Let us close this guide off, considering how this news impacts you. Regardless of perm or contract, to thrive in any market, you should spend time and learn new marketable skills. The people who keep their skills sharp, and constantly learn are the people who find work.

If you want to go back to contracting, start contracting or even get promoted internally now is a good time to think about it compared to last year. Contracting life is still not as profitable as before 2020, but it is more positive.

If you read the news about the likely upcoming recession, you may want to stay perm until things get more sunnier. It is likely that in 2022 and maybe early 2023 companies will need to tighten their financial belts. When this happens contractors are always the first to go.

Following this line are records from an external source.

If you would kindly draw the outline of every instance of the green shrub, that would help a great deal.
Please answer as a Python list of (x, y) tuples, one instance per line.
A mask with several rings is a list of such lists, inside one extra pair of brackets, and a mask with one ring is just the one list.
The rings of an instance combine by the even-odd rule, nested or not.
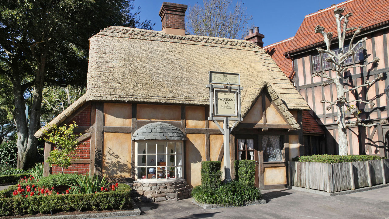
[[(78, 193), (94, 193), (100, 191), (102, 187), (104, 187), (107, 184), (108, 181), (105, 180), (104, 177), (100, 179), (96, 174), (91, 176), (89, 173), (85, 175), (79, 175), (75, 183), (78, 186), (74, 187)], [(72, 186), (71, 185), (68, 185)]]
[(40, 180), (43, 177), (43, 163), (37, 163), (35, 166), (31, 168), (31, 175), (35, 180)]
[(236, 180), (223, 184), (217, 189), (198, 185), (193, 188), (191, 195), (198, 202), (224, 206), (241, 206), (244, 202), (259, 200), (262, 197), (259, 189)]
[(17, 183), (21, 177), (28, 177), (30, 173), (21, 173), (0, 176), (0, 184), (6, 183)]
[(37, 183), (39, 186), (51, 187), (52, 186), (74, 184), (78, 178), (75, 173), (58, 173), (50, 174), (42, 177)]
[(0, 215), (47, 214), (53, 210), (72, 211), (125, 209), (131, 206), (131, 191), (130, 186), (121, 184), (115, 191), (95, 194), (2, 198), (0, 198)]
[(255, 161), (250, 160), (235, 161), (237, 179), (247, 186), (255, 184)]
[(25, 171), (21, 169), (17, 168), (11, 168), (7, 170), (2, 171), (0, 172), (0, 175), (12, 175), (12, 174), (20, 174), (20, 173), (28, 173), (28, 171)]
[(16, 167), (18, 164), (18, 147), (15, 141), (0, 145), (0, 164)]
[(323, 155), (311, 155), (296, 157), (294, 157), (292, 160), (293, 161), (301, 162), (316, 162), (332, 164), (379, 160), (384, 158), (380, 157), (376, 155), (345, 155), (342, 156), (324, 154)]
[(211, 189), (219, 188), (221, 184), (221, 161), (201, 162), (201, 184)]

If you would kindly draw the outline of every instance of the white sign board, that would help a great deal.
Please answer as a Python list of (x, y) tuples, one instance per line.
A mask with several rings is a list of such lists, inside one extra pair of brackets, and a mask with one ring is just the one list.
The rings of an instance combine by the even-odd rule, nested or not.
[(237, 117), (237, 92), (215, 89), (215, 116)]
[(239, 85), (240, 84), (240, 75), (233, 73), (209, 72), (210, 83), (226, 85), (228, 82), (230, 85)]

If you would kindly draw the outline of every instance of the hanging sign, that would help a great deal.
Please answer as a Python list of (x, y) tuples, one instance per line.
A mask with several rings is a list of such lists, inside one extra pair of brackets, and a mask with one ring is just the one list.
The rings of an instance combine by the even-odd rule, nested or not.
[(210, 83), (227, 84), (228, 82), (230, 85), (240, 85), (240, 75), (233, 73), (209, 72)]
[(236, 91), (215, 89), (215, 116), (237, 117)]

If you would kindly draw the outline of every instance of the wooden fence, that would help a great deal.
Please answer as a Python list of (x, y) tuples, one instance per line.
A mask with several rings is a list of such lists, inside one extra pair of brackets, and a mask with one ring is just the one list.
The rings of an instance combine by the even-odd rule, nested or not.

For old hand contractors, this is your chance to try new roles and learn new skills. There are perm roles that you could never win as a contractor. Since moving perm I've worked in a sales role and a head of the development role. Both roles had interesting aspects and both were things that I could never have tried if I stayed contracting. In life, you need to make the most out of a bad situation.

As a final note, if you are closing a company, make sure you have enough money to close it and pay your tax. Over the last year, I've been stung with some pretty harsh tax bills. Some of the bills were a surprise which dented my bank balance a lot. I needed at least 35k to close my company down so make sure you have a large buffer for these unexpected costs.